De Hoge Raad concludeert dat de in hoger beroep door de Advocaat-Generaal gevorderde wijziging van de tenlastelegging door het Hof is toegewezen. Dit blijkt uit de weergave van de tenlastelegging in het arrest en de voorafgaande zinsnede die aangeeft dat de tenlastelegging in eerste aanleg en hoger beroep is gewijzigd. De Hoge Raad merkt op dat het proces-verbaal van de terechtzitting in hoger beroep geen informatie bevat over de inhoud van de gevorderde wijziging, wat het gevolg is van een kennelijke misslag.
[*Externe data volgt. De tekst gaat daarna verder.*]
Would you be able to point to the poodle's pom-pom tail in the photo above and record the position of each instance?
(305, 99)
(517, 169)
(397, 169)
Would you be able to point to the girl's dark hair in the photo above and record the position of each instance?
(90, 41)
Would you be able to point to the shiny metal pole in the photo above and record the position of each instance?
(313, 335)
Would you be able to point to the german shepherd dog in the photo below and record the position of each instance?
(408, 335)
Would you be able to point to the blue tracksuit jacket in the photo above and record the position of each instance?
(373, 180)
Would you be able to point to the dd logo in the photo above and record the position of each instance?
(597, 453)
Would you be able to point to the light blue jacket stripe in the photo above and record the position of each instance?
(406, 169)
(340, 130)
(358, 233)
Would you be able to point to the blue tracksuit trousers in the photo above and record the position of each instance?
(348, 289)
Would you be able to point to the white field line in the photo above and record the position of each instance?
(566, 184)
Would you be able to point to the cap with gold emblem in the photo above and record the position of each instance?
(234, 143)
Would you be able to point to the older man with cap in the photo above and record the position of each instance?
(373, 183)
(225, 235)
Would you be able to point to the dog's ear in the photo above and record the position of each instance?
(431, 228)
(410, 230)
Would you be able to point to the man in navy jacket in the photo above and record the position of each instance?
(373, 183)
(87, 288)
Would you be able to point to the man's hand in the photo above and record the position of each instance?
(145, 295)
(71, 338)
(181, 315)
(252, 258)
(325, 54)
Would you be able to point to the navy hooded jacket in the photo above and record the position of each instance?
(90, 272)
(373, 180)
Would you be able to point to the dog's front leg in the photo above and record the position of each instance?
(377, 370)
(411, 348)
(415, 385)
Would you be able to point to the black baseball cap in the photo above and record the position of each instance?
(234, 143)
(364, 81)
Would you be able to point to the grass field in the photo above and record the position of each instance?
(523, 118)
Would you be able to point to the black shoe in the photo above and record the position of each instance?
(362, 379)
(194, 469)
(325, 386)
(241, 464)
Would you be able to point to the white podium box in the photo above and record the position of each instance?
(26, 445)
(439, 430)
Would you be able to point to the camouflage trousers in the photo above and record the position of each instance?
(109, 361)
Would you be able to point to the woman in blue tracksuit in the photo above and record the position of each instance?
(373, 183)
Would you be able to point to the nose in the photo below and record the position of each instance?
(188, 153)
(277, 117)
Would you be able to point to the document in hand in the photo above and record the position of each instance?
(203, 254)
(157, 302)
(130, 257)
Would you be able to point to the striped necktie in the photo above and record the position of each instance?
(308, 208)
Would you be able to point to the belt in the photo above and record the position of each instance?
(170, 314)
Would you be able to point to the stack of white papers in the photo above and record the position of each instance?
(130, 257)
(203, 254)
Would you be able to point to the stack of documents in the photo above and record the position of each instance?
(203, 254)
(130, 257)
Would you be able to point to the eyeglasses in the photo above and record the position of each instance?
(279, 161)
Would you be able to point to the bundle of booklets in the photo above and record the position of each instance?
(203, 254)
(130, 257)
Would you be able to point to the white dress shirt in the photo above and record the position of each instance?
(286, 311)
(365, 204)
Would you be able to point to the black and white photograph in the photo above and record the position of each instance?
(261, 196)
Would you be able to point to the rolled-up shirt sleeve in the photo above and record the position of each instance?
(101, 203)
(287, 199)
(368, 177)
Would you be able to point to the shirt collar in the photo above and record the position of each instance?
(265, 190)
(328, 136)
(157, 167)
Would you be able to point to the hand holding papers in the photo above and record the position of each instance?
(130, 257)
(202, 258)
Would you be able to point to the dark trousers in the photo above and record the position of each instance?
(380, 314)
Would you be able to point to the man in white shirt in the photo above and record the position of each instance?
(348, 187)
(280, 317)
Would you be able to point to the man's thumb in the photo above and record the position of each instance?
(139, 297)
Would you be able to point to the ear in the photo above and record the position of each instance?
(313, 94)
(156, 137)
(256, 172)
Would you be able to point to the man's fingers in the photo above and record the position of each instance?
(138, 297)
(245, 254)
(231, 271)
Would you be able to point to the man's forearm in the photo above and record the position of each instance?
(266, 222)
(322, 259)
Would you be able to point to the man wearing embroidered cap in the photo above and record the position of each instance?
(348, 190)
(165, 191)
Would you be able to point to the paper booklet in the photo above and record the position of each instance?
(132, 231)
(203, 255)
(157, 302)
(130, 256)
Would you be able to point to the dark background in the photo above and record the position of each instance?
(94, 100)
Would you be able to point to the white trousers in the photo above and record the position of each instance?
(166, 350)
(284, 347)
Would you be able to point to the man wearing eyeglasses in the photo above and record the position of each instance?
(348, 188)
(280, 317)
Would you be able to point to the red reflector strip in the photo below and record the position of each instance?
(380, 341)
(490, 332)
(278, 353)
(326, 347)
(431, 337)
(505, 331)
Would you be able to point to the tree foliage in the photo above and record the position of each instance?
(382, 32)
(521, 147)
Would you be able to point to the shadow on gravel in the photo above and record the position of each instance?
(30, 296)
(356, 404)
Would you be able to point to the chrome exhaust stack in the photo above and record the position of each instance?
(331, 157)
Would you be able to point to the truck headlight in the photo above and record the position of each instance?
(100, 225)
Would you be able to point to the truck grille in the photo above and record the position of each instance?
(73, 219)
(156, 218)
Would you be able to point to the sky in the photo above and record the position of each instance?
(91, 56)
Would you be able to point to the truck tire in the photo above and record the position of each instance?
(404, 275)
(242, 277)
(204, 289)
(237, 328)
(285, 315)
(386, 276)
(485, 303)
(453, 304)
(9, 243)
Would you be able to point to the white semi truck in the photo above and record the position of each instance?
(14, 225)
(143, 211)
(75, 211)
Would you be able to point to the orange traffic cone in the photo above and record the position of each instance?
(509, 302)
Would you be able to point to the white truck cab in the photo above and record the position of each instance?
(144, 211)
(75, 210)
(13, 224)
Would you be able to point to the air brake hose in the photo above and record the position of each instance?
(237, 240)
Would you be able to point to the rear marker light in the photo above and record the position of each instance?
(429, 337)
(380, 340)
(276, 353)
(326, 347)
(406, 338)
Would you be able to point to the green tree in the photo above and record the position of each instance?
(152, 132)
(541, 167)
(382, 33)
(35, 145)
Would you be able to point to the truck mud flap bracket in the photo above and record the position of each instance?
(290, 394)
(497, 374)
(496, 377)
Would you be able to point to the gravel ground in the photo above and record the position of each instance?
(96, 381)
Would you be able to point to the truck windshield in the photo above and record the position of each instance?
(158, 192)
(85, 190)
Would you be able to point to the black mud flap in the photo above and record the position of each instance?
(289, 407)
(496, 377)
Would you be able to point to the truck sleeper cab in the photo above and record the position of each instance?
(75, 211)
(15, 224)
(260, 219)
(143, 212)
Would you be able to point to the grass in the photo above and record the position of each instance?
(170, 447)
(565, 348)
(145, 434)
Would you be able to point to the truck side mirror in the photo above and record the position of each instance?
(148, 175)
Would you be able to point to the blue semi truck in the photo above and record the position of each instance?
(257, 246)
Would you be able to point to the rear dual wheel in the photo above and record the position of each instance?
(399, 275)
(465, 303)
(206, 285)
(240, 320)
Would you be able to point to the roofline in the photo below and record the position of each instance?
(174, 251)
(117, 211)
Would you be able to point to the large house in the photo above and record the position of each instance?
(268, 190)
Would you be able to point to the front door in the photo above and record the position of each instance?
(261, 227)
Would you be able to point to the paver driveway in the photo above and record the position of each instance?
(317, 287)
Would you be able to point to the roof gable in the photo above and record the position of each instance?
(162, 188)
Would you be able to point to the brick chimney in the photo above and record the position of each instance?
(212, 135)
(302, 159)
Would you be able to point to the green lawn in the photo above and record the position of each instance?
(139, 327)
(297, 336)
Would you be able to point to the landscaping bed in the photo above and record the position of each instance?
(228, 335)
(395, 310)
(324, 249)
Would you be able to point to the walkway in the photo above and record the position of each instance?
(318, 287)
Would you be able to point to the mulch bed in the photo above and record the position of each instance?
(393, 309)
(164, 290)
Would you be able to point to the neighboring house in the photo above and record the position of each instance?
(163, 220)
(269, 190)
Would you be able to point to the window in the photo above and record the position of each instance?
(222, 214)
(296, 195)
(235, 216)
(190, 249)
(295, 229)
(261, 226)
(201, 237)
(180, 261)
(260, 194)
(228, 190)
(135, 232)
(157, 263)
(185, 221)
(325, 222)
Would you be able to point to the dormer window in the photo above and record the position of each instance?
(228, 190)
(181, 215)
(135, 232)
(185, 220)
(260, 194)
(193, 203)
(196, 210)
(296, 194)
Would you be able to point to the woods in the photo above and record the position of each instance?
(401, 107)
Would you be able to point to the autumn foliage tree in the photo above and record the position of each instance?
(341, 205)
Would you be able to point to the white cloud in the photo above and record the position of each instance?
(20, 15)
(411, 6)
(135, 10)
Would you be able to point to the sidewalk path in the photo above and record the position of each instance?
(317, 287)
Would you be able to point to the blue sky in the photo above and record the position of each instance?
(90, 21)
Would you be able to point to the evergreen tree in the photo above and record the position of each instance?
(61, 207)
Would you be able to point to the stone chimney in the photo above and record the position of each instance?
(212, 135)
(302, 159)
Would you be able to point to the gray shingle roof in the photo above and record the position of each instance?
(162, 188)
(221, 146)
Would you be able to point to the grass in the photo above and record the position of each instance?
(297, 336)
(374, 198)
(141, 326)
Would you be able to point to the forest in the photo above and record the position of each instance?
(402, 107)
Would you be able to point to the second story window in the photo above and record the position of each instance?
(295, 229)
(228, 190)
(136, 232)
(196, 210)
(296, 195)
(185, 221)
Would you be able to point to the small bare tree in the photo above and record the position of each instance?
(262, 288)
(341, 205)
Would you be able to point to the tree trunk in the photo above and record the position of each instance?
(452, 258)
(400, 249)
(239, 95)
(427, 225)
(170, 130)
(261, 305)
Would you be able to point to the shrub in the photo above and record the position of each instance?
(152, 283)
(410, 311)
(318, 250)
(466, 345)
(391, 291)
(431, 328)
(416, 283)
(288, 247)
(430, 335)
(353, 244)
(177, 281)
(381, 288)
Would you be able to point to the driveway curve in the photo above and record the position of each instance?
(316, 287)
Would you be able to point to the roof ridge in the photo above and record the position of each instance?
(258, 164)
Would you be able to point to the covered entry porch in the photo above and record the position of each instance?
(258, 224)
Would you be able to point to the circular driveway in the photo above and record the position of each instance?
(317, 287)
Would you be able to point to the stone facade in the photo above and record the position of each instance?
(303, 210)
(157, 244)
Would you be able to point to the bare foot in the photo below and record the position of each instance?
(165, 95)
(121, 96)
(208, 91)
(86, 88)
De Hoge Raad leest de stukken met verbetering van deze misslag, waardoor het middel zijn feitelijke grondslag verliest.
De Hoge Raad heeft ook het tweede middel beoordeeld, maar oordeelt dat dit niet tot cassatie kan leiden. Dit behoeft geen nadere motivering, aangezien het middel niet leidt tot beantwoording van rechtsvragen die van belang zijn voor de rechtseenheid of de rechtsontwikkeling. Uiteindelijk verwerpt de Hoge Raad het beroep.